Colorado, of course, snapped a five-game losing streak with the victory. Mikko Rantanen took over the NHL scoring lead with a goal and an assist, boosting his numbers to 6-20-26.
Tyson Barrie, whose father Len was drafted by the Oilers back in 1988, became just the third defenceman in Avalanche franchise history to reach 200 helpers. Career goal No. 62 tied Rob Blake for third on Colorado’s all-time list.
“That one is cool because Blake was my favourite defenceman growing up, and I wore No. 4 growing up because of him,” Barrie said. “I ended up playing for Colorado. It’s special.”
Edmonton hosts Montreal on Tuesday. The film session on Monday will be scorching, we’d guess.
“We’ll look at the way we’re cutting corners a little bit,” said head coach Todd McLellan.
“If I said we’re not connecting, I don’t know if that would make any sense to everybody,” he said, trying to explain. “We’re spread out; we’re not close; we don’t execute. We have some structure that we need to rely on to predict where pucks might go and to read and react off each other, whether it’s on the forecheck or in the D zone. And we’ve gotten away from that.”
Milan Lucic, who now has two goals in his last 63 NHL games, saw the least ice time of any Oilers player at 11:35. He had an assist on the lone Oilers goal (a Ty Rattie deflection) but was the epitome of sluggish on this night, and he wasn’t alone.

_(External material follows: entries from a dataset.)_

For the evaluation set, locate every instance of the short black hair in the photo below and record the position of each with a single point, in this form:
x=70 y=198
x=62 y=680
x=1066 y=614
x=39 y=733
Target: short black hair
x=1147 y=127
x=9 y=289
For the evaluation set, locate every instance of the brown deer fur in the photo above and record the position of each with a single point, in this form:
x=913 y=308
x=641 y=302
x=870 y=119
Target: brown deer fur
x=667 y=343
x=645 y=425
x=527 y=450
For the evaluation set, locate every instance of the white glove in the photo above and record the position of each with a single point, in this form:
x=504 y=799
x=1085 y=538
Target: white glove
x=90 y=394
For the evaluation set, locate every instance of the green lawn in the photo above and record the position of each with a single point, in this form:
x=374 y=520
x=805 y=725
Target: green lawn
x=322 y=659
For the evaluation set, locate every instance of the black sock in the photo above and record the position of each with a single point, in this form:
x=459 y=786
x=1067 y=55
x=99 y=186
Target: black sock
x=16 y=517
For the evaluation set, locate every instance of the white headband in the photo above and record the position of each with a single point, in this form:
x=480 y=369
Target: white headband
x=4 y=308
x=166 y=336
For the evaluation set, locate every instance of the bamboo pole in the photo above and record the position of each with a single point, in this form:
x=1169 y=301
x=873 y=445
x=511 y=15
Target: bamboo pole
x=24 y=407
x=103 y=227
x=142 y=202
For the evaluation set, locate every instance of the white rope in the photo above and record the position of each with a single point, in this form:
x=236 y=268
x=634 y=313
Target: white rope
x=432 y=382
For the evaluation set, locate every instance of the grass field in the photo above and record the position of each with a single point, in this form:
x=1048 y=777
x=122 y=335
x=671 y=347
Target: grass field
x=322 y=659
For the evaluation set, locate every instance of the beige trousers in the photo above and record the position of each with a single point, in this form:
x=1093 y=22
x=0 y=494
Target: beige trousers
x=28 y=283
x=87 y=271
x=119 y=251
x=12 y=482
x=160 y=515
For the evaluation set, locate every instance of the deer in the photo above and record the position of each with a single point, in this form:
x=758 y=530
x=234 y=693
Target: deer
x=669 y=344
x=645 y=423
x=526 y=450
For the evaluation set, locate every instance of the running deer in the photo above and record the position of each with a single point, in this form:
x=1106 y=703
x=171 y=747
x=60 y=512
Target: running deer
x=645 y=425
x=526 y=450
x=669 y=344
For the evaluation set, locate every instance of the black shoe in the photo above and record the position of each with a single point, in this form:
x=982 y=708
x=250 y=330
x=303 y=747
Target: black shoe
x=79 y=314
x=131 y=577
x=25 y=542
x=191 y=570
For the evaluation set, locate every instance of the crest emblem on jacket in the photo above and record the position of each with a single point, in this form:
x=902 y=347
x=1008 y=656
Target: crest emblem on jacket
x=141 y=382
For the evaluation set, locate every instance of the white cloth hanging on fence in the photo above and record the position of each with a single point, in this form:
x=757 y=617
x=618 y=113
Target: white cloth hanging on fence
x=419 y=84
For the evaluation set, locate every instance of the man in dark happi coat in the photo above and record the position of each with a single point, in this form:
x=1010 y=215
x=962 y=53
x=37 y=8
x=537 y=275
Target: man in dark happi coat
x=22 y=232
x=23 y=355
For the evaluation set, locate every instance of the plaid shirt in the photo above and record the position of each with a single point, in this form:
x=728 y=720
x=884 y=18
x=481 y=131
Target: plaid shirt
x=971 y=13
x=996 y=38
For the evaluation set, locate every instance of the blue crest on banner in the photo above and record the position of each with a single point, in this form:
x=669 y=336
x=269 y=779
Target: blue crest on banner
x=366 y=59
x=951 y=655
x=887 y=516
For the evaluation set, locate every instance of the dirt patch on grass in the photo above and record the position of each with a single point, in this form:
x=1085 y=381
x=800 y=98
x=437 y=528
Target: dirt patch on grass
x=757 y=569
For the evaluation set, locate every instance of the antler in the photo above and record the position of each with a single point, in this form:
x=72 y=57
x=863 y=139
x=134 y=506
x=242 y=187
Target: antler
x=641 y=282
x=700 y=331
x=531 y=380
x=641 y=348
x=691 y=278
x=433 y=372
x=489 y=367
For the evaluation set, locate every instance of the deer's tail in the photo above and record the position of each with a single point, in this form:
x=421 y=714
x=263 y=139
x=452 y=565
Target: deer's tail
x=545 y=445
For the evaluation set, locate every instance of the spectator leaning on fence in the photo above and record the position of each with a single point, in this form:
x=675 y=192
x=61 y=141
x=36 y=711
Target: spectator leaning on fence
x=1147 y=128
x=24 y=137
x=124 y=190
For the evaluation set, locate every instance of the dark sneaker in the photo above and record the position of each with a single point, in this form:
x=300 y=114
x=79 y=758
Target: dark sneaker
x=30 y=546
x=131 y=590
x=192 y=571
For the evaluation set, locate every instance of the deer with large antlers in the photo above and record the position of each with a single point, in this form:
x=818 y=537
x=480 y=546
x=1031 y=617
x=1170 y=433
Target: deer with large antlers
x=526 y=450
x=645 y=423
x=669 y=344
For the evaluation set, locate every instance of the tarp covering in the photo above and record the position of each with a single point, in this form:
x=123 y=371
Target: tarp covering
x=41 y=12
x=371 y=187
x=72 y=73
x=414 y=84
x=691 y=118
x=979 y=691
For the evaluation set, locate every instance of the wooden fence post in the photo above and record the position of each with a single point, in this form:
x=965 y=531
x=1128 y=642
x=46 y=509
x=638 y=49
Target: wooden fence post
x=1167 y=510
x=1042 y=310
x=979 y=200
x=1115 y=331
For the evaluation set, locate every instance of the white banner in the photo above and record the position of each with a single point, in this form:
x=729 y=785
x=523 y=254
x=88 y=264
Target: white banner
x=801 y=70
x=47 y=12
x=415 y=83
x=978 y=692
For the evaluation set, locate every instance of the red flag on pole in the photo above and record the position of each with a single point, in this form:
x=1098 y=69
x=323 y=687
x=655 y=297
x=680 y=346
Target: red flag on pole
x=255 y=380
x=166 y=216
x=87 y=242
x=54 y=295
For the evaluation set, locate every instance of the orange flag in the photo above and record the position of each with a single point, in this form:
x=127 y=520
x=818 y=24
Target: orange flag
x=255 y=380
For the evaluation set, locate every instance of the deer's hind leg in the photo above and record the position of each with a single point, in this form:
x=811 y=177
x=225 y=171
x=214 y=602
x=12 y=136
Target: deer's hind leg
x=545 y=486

This is a team that forgot how to win last season. They remembered for a while in October, but November has arrived and with the snow has come little success.
“The key (here) is sometimes trying to cheat the game, trying to do it the easy way,” McLellan explained. “You can’t win the easy way. Our anticipation skills are on the cheating side instead of being on the predictable side.
“It’s hurting us defensively and we’re not getting much offensively.”